Standard Client-Server model. The web browser initiates a page request. The web server receives it and processes it via one of two paths:
static Content (left) ⟶ the server spawns a worker to simply fetch an HTML file from storage.
dynamic content (right) ⟶ the server spawns an interpreter to execute a script. This script often queries a DB to retrieve data and generate the page content before sending the server response back
URL structure
the characters :/?#[]@!$&'()*+,;= are “not allowed” (reserved) since hey have a standardised meaning; to use them for other purposes, they have to be percent-encoded (% + two hexadecimal digits)
HTTP authentication is rarely used nowadays; the process is:
the browser starts a request without sending any client-side credentials
the server replies with a status message: 401 Unauthorized, with a specific WWW-Authenticate header containing information on the authentication method; the browser then prompts the user for credentials
the browser gets the client’s credentials, includes them in the Authorization header and sends it back to the server (either base64-encoded or hashed with the username, password, (other things), and a nonce (random, one-time value))
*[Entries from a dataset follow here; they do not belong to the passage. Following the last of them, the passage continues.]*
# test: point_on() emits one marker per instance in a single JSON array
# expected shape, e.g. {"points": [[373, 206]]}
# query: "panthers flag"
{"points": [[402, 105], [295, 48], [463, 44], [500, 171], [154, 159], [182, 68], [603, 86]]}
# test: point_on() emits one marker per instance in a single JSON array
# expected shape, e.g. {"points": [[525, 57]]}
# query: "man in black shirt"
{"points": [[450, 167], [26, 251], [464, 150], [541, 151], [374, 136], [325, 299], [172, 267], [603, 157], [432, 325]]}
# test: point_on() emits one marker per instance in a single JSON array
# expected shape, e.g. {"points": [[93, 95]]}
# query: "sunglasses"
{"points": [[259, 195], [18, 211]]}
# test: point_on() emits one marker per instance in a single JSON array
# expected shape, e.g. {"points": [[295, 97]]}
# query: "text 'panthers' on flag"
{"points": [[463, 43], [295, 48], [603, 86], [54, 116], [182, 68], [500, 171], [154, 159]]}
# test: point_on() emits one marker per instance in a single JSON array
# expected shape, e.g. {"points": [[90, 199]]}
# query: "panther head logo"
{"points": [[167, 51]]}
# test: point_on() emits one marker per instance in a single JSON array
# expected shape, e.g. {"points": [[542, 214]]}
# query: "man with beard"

monitoring and manipulating HTTP
HTTP payload is cleartext encapsulated in TCP packets (with default port 80), so it’s easy to monitor and manipulate
it can be monitored through sniffing tools (eg wireshark)
it can be manipulated through traditional browsers and extensions, via proxy, curl and more
HTTP sessions
HTTP is stateless, so every request is independent from the previous ones; but dynamic web applications require the ability to maintain some kind of session
HTTP sessions are implemented by web application themselves, and session information is transmitted between the client and the server via:
session hijacking ⟶ the attacker “steals” the user’s session ID and sends a request to the web server as if they were the user
session prediction ⟶ early php implementations of sessions were susceptible to session prediction, as the total effective randomness was reduced from 160 bits down to only 40 or even 20 bits (1milion cookies, not that much) if the attacker could pre-compute or know certain values
session fixation ⟶ the attacker sets the victim’s session ID before the victim logs in (the attacker sends a link containing the session ID to the victim)
Session cookies can be used in Insecure Direct Object References
An IDOR occurs when a web application exposes a direct reference to an internal implementation object, such as a file, directory, or database key, and the application fails to verify that the requesting user is authorized to access that object.
content isolation & the “same origin” policy
Most of the browser’s security machanisms rely on the possibility of isolating documents (and execution contexts) depending on the resource’s origin (generally, different websites or sources shouldn’t access each other’s content)
a malicious website cannot run scripts that access data and functionalities of other websites visited by the user (cross-site scripting)
This is part of the Same Origin Policy (SOP), an essential security concept for web browsers, designed to isolate documents from different websites.
SOP "rules"
a website cannot read or modify cookies or other DOM (represents the page as a tree of objects, essentially acting as a bridge between scripts and the web page’s structure/content in the browser) elements of other websites
actions like “modify content of another window” should always require a security check
a website can request a resource from another website, but can’t process the received data
actions like “follow a link” should always be allowed
any 2 scripts executed in 2 given execution contexts can access their DOMs iff the protocol, domain name and port of their host document are the same
SOP’s simplicity is also its limit:
we can’t isolate homepages of different users hosted on the same protocol+domain+port
different domains cannot easily interact among each other if legitimately needed
solution: document.domain can be used to relax the SOP by reducing domain definitions to its parent domains, matching other sibling subdomains that do the same (both scripts can set their top level domain as their domain control)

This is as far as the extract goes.